BECCADELLI DI BOLOGNA, Francesco
Nacque a Palermo verso la fine del sec. XV da antica e nobile famiglia di origine bolognese. Il cognome originario della famiglia, accompagnato nell'uso comune dal toponimico, finì - nel tempo - col cadere in disuso, e già nei documenti del sec. XVI la famiglia appare normalmente designata come "de Bononia" o "Bologna". Potente feudatario, il 29 luglio 1506 ottenne l'investitura del feudo di Falconeri per donazione fattagli dalla madre, Virginia Omodei, e il 9 genn. 1517 ricevette, "maritali nomine", l'itivestitura del feudo di Monterosso e di altre terre, in conseguenza del matrimonio contratto con una Antonella, di cui si ignora il casato. Il 18 marzo 1517 la corona accolse la richiesta del B. di poter riunire in unica baronia, con unica giurisdizione, i feudi di Falconeri, Capaci e Monterosso, le saline di Boranza e Cantarella e la tonnara di Trapani chiamata "lu Palazzu".

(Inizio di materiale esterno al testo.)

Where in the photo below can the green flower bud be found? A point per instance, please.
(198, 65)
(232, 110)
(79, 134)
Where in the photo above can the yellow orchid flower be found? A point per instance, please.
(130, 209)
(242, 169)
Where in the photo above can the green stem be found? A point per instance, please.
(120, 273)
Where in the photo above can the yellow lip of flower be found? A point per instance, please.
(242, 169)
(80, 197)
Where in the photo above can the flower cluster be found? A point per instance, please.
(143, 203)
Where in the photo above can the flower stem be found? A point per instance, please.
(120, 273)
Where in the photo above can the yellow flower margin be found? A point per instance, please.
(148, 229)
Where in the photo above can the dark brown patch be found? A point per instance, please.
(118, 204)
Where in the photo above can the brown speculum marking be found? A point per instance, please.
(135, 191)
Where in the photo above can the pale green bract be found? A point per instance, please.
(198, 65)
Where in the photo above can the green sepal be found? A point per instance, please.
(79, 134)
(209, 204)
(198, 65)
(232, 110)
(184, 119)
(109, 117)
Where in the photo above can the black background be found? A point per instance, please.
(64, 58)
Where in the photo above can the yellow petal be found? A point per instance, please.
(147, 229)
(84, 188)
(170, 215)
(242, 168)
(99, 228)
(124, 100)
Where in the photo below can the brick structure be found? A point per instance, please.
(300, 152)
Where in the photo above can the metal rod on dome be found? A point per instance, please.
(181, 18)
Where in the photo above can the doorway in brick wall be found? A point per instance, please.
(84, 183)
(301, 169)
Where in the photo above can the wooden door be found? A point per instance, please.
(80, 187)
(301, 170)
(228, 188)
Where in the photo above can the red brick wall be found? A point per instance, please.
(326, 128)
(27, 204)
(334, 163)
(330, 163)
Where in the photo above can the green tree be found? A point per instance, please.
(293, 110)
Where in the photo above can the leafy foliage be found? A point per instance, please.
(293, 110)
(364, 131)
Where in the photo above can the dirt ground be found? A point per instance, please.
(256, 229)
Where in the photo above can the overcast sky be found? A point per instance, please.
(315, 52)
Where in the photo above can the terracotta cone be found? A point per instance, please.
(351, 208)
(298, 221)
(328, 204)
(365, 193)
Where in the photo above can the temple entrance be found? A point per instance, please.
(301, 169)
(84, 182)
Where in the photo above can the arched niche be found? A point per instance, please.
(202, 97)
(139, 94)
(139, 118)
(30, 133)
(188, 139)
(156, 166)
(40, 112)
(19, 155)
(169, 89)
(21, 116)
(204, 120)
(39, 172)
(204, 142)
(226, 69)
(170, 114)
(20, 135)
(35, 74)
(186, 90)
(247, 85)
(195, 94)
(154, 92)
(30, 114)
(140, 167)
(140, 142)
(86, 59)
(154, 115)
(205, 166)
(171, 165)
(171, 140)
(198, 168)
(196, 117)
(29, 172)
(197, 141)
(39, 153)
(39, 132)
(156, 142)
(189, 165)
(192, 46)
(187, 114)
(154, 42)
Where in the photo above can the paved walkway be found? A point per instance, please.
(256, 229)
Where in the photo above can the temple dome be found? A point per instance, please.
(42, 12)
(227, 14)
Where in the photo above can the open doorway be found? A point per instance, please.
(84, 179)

Il momento era particolarmente critico per la vita politica dell'isola: da poco era stata sedata la rivolta baronale contro il viceré Ugo di Moncada e la prontezza con cui la corona concedeva al B. la richiesta riunione dei feudi, se da un lato testimonia la volontà da parte del sovrano di procedere secondo una linea politica di distensione, dall'altro rende credibile l'ipotesi che il B. già al tempo della rivolta si fosse schierato a favore della corona. Gli avvenimenti che seguirono in quello scorcio del 1517 confermano quest'ultima supposizione. Contro la fazione nobiliare capeggiata da Giovan Luca Squarcialupo, che proclamava di volere eliminare gli ultimi residui del malgoverno del Moncada, altri nobili agivano in modo da evitare che nuovi tumulti turbassero la vita dell'isola.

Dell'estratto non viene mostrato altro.